I don’t think my jaw dropped, but Drax’s smirk told me that he was pleased by my shock. I couldn’t feign cool disinterest any longer. “What am I looking at?”

“Heaven.”

“What?”

“Heaven. You’re looking at heaven. I hacked it. I’m in.”

I couldn’t go there with Drax. I had to believe he was talking about a hacker’s Grail, like finessing his way into Google or Alibaba. These were the web gods he had once worshipped and now railed against and antagonized with his never-ending flame posts and spam-bot attacks. His tirades and manifestos on digital self determination, on neuro-wired free will, on panopticonless privacy were infamous on both sides of the net neutrality firewall. A self-proclaimed techgnostic, Drax was a first class prophet and crank. In both cases, extremely dangerous.

I wanted to believe Drax was speaking in terms of a metaphoric heaven. That he had bashed or bumbled his way into one of the titans of internet commerce. Granted, he could do harm there—real damage—but, I might be able to mitigate that.

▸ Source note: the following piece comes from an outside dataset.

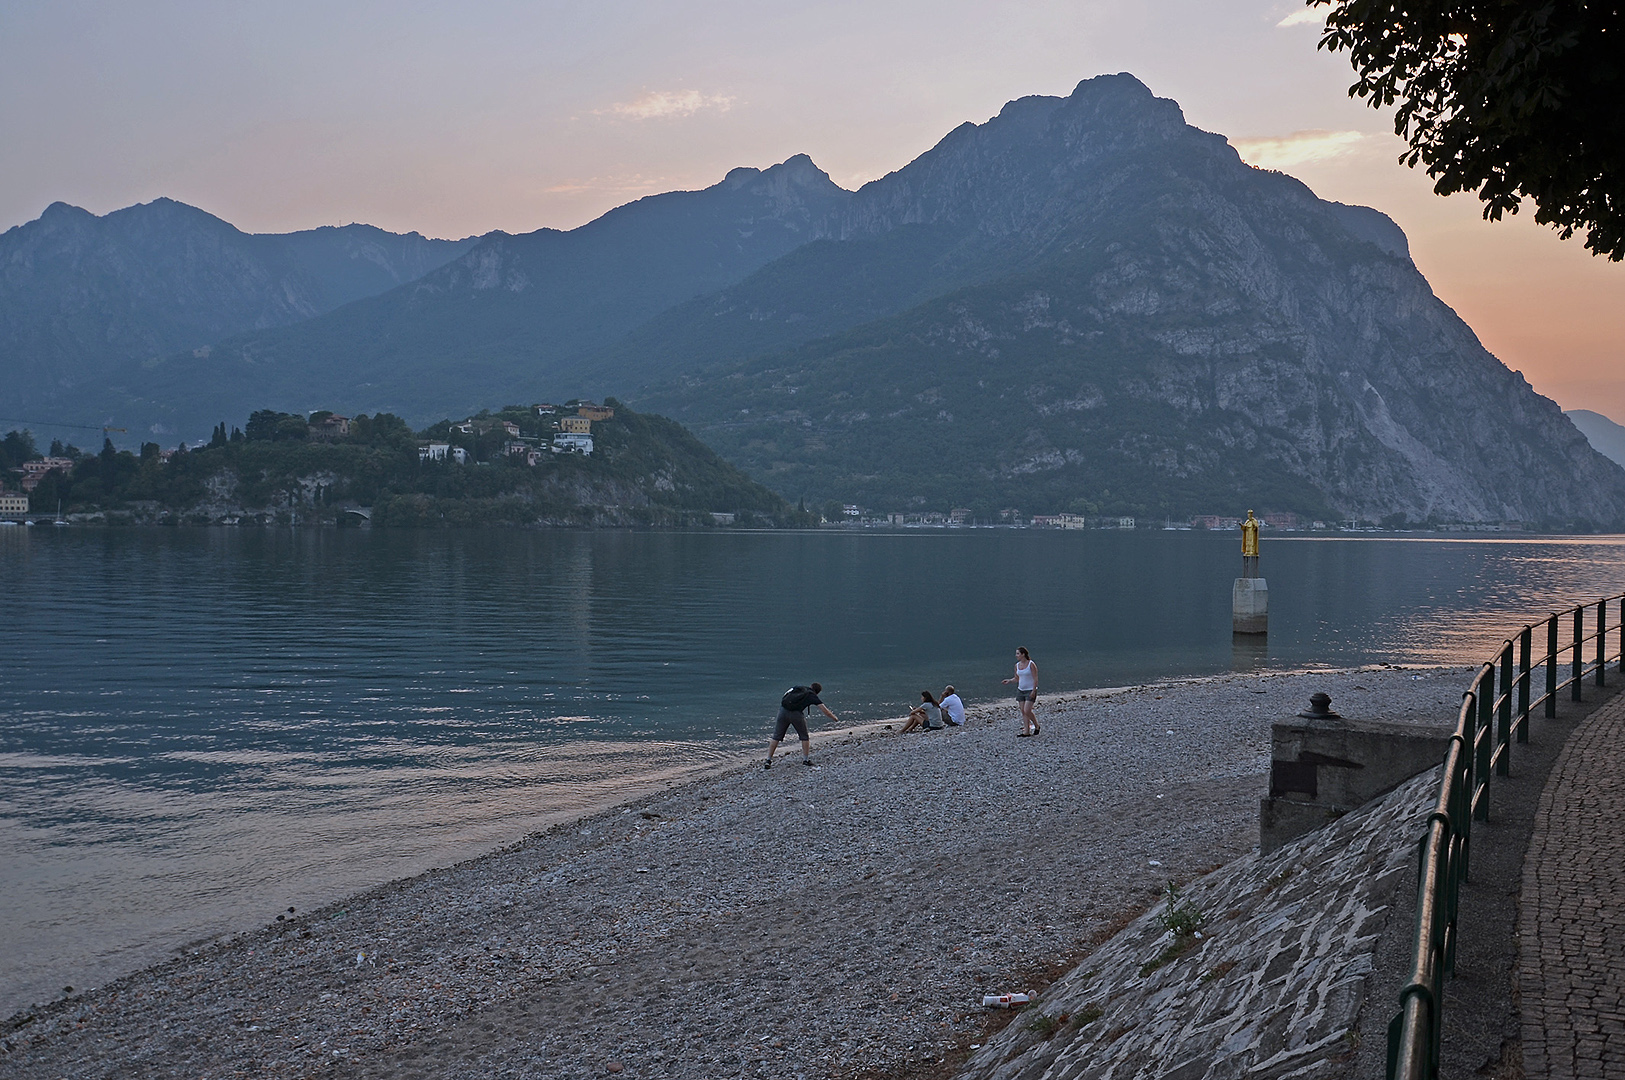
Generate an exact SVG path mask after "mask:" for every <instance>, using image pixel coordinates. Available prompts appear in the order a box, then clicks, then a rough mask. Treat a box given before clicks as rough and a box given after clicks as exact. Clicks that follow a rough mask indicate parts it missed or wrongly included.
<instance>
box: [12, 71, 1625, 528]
mask: <svg viewBox="0 0 1625 1080" xmlns="http://www.w3.org/2000/svg"><path fill="white" fill-rule="evenodd" d="M156 206H159V205H158V203H154V205H150V206H146V208H132V210H128V211H120V214H133V213H135V211H146V213H151V208H156ZM163 210H164V213H167V214H172V216H174V218H176V219H177V221H180V219H187V214H192V216H198V218H208V216H206V214H202V211H192V210H190V208H182V206H180V205H177V203H167V205H164V206H163ZM115 218H119V214H109V216H107V218H102V219H96V218H89V216H88V214H83V211H72V208H62V206H60V205H58V206H54V208H52V210H49V211H47V213H45V216H42V218H41V219H39V221H36V222H29V224H28V226H23V227H21V229H13V231H10V232H6V234H5V235H3V237H0V268H5V276H3V278H0V318H3V320H5V330H3V335H0V349H5V352H6V356H13V349H16V348H20V346H18V344H16V343H20V341H49V343H58V341H65V343H73V344H75V346H78V348H80V349H81V352H83V354H85V356H89V352H91V351H93V349H89V346H88V344H83V343H89V341H101V339H102V338H104V336H106V338H107V339H109V341H114V339H117V341H119V343H120V346H119V348H120V349H122V352H120V354H119V356H112V354H111V352H117V349H112V351H102V352H101V354H98V359H85V361H78V359H75V361H73V362H72V364H70V362H67V361H52V359H50V356H54V354H49V351H45V352H42V354H41V357H39V359H34V357H31V359H29V361H28V362H24V364H20V365H18V367H20V369H21V367H28V365H29V364H32V367H28V369H29V370H32V372H37V377H36V378H37V382H39V385H41V387H45V388H49V391H50V396H47V398H44V400H45V401H50V403H54V404H57V406H60V408H73V409H78V411H80V413H78V414H81V416H83V414H96V416H115V417H120V419H124V417H128V419H132V421H137V422H140V424H141V426H143V427H145V429H150V430H166V432H180V434H185V435H193V434H197V432H202V430H206V429H208V427H211V426H213V422H216V421H218V419H224V417H236V416H242V414H245V413H247V411H249V409H250V408H281V409H291V411H307V409H315V408H335V409H341V411H349V413H356V411H377V409H388V411H395V413H400V414H403V416H406V417H408V419H411V421H414V422H424V421H429V419H436V417H439V416H457V414H463V413H466V411H473V409H476V408H479V406H481V404H491V403H496V401H504V403H507V401H530V400H544V398H561V396H565V395H572V393H578V395H606V393H613V395H616V396H621V398H626V400H630V401H632V403H635V404H637V406H639V408H643V409H658V411H665V413H669V414H671V416H674V417H678V419H681V421H682V422H686V424H689V426H691V427H692V429H694V430H695V432H697V434H699V435H700V437H702V438H704V440H705V442H708V443H710V445H712V447H715V448H717V450H718V451H721V453H723V455H725V456H726V458H728V460H731V461H734V463H736V464H741V466H743V468H746V469H747V471H749V473H751V474H752V476H756V477H757V479H762V481H765V482H767V484H770V486H772V487H775V489H777V490H780V492H783V494H785V495H788V497H791V499H799V497H806V499H809V500H827V499H838V500H843V502H858V503H863V505H868V507H871V508H877V510H908V508H920V507H929V508H947V507H949V505H975V507H983V508H1003V507H1017V508H1024V510H1025V512H1029V513H1030V512H1058V510H1072V512H1079V513H1095V512H1098V513H1139V515H1147V516H1162V515H1167V516H1180V515H1186V513H1193V512H1217V510H1228V512H1235V508H1237V507H1243V508H1245V505H1254V507H1259V508H1274V510H1297V512H1300V513H1306V515H1316V516H1323V515H1326V516H1339V518H1347V516H1355V518H1365V520H1383V518H1389V520H1415V521H1422V520H1435V521H1440V520H1449V521H1492V520H1493V521H1501V520H1519V521H1531V523H1553V525H1563V523H1568V525H1575V523H1579V525H1584V523H1586V521H1589V523H1592V525H1597V523H1618V521H1625V471H1622V469H1620V468H1618V466H1617V464H1615V463H1614V461H1609V460H1607V458H1604V456H1601V455H1599V453H1596V451H1594V450H1592V448H1591V445H1589V443H1588V442H1586V437H1584V435H1581V432H1579V430H1576V429H1575V426H1573V424H1571V422H1570V421H1568V419H1565V417H1563V414H1562V413H1560V409H1558V408H1557V406H1555V404H1553V403H1550V401H1549V400H1545V398H1542V396H1539V395H1536V393H1534V390H1532V388H1531V387H1529V385H1527V382H1526V380H1524V378H1523V377H1521V375H1518V374H1516V372H1511V370H1508V369H1506V367H1505V365H1503V364H1501V362H1500V361H1497V359H1495V357H1493V356H1490V354H1488V352H1487V351H1485V349H1484V348H1482V344H1480V343H1479V341H1477V338H1475V336H1474V335H1472V331H1471V328H1469V326H1466V323H1462V322H1461V320H1459V318H1458V317H1456V315H1454V312H1451V310H1449V307H1448V305H1445V304H1443V302H1441V300H1438V297H1435V296H1433V292H1432V289H1430V287H1428V284H1427V281H1425V279H1423V278H1422V274H1420V273H1419V271H1417V268H1415V266H1414V265H1412V261H1410V258H1409V250H1407V245H1406V237H1404V234H1402V231H1401V229H1399V227H1397V226H1396V224H1394V222H1393V221H1389V219H1388V218H1386V216H1383V214H1381V213H1378V211H1375V210H1368V208H1363V206H1345V205H1339V203H1331V201H1324V200H1319V198H1316V197H1315V195H1313V192H1310V190H1308V188H1306V187H1305V185H1303V184H1300V182H1297V180H1293V179H1292V177H1287V175H1284V174H1279V172H1269V171H1259V169H1253V167H1250V166H1246V164H1245V162H1243V161H1241V159H1240V158H1238V156H1237V153H1235V149H1233V148H1230V145H1228V143H1227V141H1225V140H1224V138H1222V136H1219V135H1214V133H1207V132H1201V130H1198V128H1194V127H1191V125H1188V123H1186V122H1185V117H1183V114H1181V112H1180V107H1178V106H1176V104H1175V102H1172V101H1167V99H1160V97H1155V96H1154V94H1152V93H1150V91H1149V89H1147V88H1146V86H1144V84H1141V83H1139V81H1137V80H1134V78H1133V76H1128V75H1115V76H1100V78H1094V80H1087V81H1084V83H1081V84H1079V86H1077V89H1076V91H1074V93H1072V94H1069V96H1066V97H1022V99H1019V101H1012V102H1009V104H1007V106H1006V107H1004V109H1003V110H1001V112H999V114H998V115H996V117H993V119H990V120H988V122H985V123H980V125H975V123H965V125H962V127H959V128H955V130H954V132H951V133H949V135H947V136H946V138H942V141H941V143H938V145H936V146H934V148H933V149H929V151H928V153H925V154H921V156H920V158H918V159H915V161H912V162H910V164H907V166H905V167H902V169H899V171H897V172H892V174H889V175H886V177H881V179H879V180H874V182H871V184H866V185H864V187H861V188H860V190H856V192H847V190H843V188H840V187H838V185H835V184H834V182H832V180H830V179H829V175H827V174H824V172H822V171H821V169H817V166H816V164H814V162H812V161H811V159H808V158H806V156H796V158H791V159H788V161H785V162H782V164H778V166H773V167H770V169H765V171H756V169H736V171H733V172H730V174H728V175H726V177H725V179H723V180H721V182H720V184H717V185H713V187H710V188H705V190H700V192H671V193H665V195H655V197H648V198H643V200H637V201H634V203H629V205H626V206H621V208H617V210H613V211H609V213H608V214H604V216H603V218H598V219H596V221H593V222H588V224H585V226H582V227H578V229H574V231H569V232H559V231H552V229H543V231H538V232H530V234H523V235H507V234H489V235H486V237H479V239H478V240H463V242H457V244H460V245H461V247H453V245H452V244H450V242H434V240H423V239H421V237H397V239H395V242H398V244H401V247H400V248H398V250H401V252H408V250H410V252H418V253H419V255H418V258H419V260H421V261H419V263H413V265H408V261H406V258H405V255H401V257H400V258H398V260H397V261H392V263H390V266H392V268H395V273H398V274H401V278H400V279H401V281H403V284H393V281H387V279H385V278H387V274H377V273H375V274H372V276H371V278H369V279H367V281H366V283H361V279H359V276H354V278H345V276H343V274H336V273H330V274H328V276H325V278H323V276H320V274H317V273H315V271H310V270H288V271H283V274H281V278H278V276H276V274H275V273H271V271H270V270H263V271H262V270H255V271H254V273H252V274H247V281H245V283H244V284H242V286H239V287H237V289H223V291H221V294H219V296H221V297H224V299H223V302H219V304H213V302H203V304H195V300H197V299H198V296H202V294H198V296H193V294H185V292H176V294H174V296H154V294H151V292H140V291H137V289H133V287H130V286H119V287H111V286H109V287H107V289H106V291H104V292H94V291H88V289H86V287H85V286H83V284H81V283H85V281H106V279H109V274H106V273H102V270H101V268H102V265H104V263H102V261H98V260H99V258H101V257H99V255H98V248H94V247H91V245H81V247H80V248H75V250H78V252H80V255H76V257H72V255H68V253H60V255H54V258H57V263H60V265H62V266H63V268H62V270H58V271H54V274H55V276H50V278H47V276H42V274H36V273H32V271H21V273H13V266H16V265H20V263H16V257H15V253H13V252H16V250H21V239H26V237H18V239H13V235H15V234H20V232H24V234H29V235H32V234H34V232H37V234H39V237H36V239H34V240H32V242H34V245H36V247H34V248H32V250H36V252H41V253H39V255H34V258H36V263H34V265H41V266H44V265H47V261H45V258H44V255H42V252H45V247H47V245H45V244H44V235H45V231H44V229H42V226H45V224H50V226H52V229H55V231H65V229H67V224H68V221H70V219H72V221H73V224H75V227H78V229H85V231H89V229H91V222H111V221H112V219H115ZM86 219H88V221H86ZM208 221H216V219H208ZM219 226H224V222H219ZM224 227H226V229H229V226H224ZM351 229H359V226H351ZM31 231H32V232H31ZM232 232H234V231H232ZM317 232H322V231H317ZM333 232H340V234H341V232H345V231H333ZM236 235H237V237H242V234H236ZM310 235H312V234H291V237H310ZM387 235H388V234H379V235H377V237H375V239H379V240H380V242H382V237H387ZM291 237H284V239H283V240H284V247H283V248H280V250H291V248H289V247H286V240H289V239H291ZM247 239H249V240H258V239H260V237H247ZM410 242H411V244H416V245H418V247H411V244H410ZM426 245H440V247H426ZM159 247H161V245H159ZM332 247H333V245H330V248H323V250H332ZM52 250H55V248H52ZM231 250H232V252H236V250H237V248H231ZM301 250H306V248H301ZM440 255H444V258H439V257H440ZM75 258H76V260H78V261H75ZM262 258H265V257H262ZM283 258H284V260H291V257H283ZM437 258H439V261H436V260H437ZM431 263H434V265H431ZM169 265H187V263H185V260H176V258H171V263H169ZM260 265H263V263H257V265H255V266H260ZM283 265H288V266H293V261H286V263H283ZM328 265H341V263H328ZM349 265H351V266H354V260H353V261H351V263H349ZM413 266H423V271H421V273H419V274H414V276H411V279H406V274H410V273H411V270H413ZM301 273H302V274H306V276H299V274H301ZM228 276H229V274H228ZM340 278H343V279H345V281H349V283H351V287H353V289H354V291H356V296H349V297H348V302H343V300H338V299H336V297H338V289H336V287H335V286H333V284H332V283H333V281H336V279H340ZM223 279H224V278H218V279H216V284H218V283H219V281H223ZM296 279H297V281H299V283H304V281H306V279H309V281H310V286H309V287H306V289H304V291H297V292H293V294H289V292H288V291H286V289H284V291H283V292H281V296H284V297H293V296H297V297H299V300H297V302H294V300H293V299H288V302H286V304H281V302H276V300H275V296H276V291H275V289H270V287H267V283H270V281H296ZM54 283H65V284H54ZM73 289H78V292H73ZM120 289H122V291H120ZM362 289H372V292H371V294H361V291H362ZM13 294H18V296H23V294H26V296H31V297H36V299H32V300H29V304H28V305H24V304H21V302H20V300H16V299H15V297H13ZM52 296H73V297H78V299H75V304H76V307H75V305H68V304H67V300H63V302H62V307H63V310H68V307H72V312H73V315H72V318H68V317H58V315H55V313H54V312H52V309H50V305H49V302H42V300H39V299H37V297H45V300H49V297H52ZM102 297H107V299H102ZM164 300H172V302H171V305H169V309H164ZM98 304H104V307H101V309H98ZM143 304H146V305H148V307H141V305H143ZM189 305H190V307H189ZM148 309H151V310H154V312H158V313H154V315H153V317H151V318H150V320H148V322H150V323H151V326H146V323H143V322H141V320H143V318H145V315H143V313H145V312H146V310H148ZM202 309H208V310H210V312H211V317H215V318H216V322H213V323H208V325H205V323H203V322H202V320H200V317H198V315H197V313H195V312H197V310H202ZM15 312H18V313H16V315H15ZM189 312H190V313H189ZM159 315H163V318H161V317H159ZM120 318H124V322H120ZM13 320H15V325H13ZM166 320H167V322H166ZM189 320H190V322H189ZM102 326H119V328H120V330H119V333H111V331H109V333H106V335H104V333H102ZM143 326H146V330H145V333H146V335H148V336H146V338H141V331H143ZM211 326H213V328H218V330H219V333H216V335H215V336H208V335H210V328H211ZM75 328H76V330H75ZM187 333H190V335H192V338H185V339H184V341H180V344H179V348H172V349H171V351H169V352H161V348H163V346H161V344H159V343H161V341H164V339H166V338H164V335H169V338H167V339H174V336H177V335H187ZM200 338H206V343H200ZM130 341H137V343H145V341H150V343H153V344H151V346H148V344H141V346H140V348H135V346H130V344H124V343H130ZM58 352H60V354H67V346H60V349H58ZM16 356H21V354H16ZM75 364H76V367H75ZM0 406H3V408H5V409H8V411H10V409H16V408H21V406H16V404H13V403H11V401H5V400H0ZM58 413H60V409H58ZM128 426H130V427H133V424H128Z"/></svg>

His demeanor, his jig, his incomprehensible code told me I it was futile.

With a terrible sense of coming reckoning, I asked, “You got past the Pearly Gates?”

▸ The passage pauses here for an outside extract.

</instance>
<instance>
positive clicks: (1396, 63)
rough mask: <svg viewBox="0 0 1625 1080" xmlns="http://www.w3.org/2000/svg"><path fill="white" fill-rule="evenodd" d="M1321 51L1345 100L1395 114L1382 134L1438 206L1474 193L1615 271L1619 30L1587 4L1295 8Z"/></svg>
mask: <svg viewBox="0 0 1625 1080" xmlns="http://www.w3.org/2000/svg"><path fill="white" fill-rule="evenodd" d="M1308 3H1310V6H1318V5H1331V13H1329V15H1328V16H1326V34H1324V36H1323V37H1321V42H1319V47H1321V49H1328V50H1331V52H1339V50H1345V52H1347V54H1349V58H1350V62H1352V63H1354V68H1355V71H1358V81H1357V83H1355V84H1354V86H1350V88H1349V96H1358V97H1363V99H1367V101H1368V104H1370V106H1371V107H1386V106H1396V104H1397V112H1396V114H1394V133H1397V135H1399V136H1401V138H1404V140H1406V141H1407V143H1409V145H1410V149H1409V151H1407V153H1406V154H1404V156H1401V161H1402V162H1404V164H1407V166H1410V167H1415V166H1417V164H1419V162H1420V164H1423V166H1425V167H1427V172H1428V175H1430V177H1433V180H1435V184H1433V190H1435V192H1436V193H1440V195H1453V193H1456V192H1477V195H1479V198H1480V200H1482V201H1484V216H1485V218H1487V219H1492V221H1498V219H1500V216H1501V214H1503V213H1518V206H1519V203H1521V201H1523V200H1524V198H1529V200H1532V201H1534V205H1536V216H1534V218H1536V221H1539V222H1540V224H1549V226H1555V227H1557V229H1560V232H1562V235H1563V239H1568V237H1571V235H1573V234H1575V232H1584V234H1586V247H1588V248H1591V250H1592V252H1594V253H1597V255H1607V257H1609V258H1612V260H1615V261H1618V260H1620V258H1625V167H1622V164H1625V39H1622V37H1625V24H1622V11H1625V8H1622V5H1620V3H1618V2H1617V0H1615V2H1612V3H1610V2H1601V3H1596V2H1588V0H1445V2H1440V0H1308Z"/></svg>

“Right into the Almighty’s source code. His boot files.”

“How?”

“Let's just say ’The 9 Billion Names of God’ is not a very secure password,” Drax offered matter of factly.

I fought his certainty. “Whoa. Let’s back up. Why does Heaven have a password? It’s not a website. And though my catechism is as out of date since dropping out of seminary, I still believe God is considered omniscient and omnipotent which would seem to trump any need for broadband connectivity.”

Drax’s long fingers danced a jig close to his chest. “You are thinking too prosaically. The internet is not our doing, any more than the earth or galaxy is. We arose within it. We are the stuff of stars and not just hydrogen and heavy elements. At its core, we are information, the ability to access, manipulate and transmit datum. That is being: transactional substantiation. And,” Drax paused as his fingers performed a tricky entrechat, “the Supreme Being is the sysop for all creation. Now, I know the back-door code.”

“Not possible.”

He waved away the phrase as if it were a pesky gnat. “No longer in my lexicon. Come, you must see.”

“Heaven?”

“Eventually, but like I said, we’ve got to go through the back door…actually more of a trap door.”

“What do you mean?”

Drax swiped at his screens in a cruciform motion and the room went dark. “We gotta go through Hell first.”

And my eyes bled as we were ravaged by lolcats.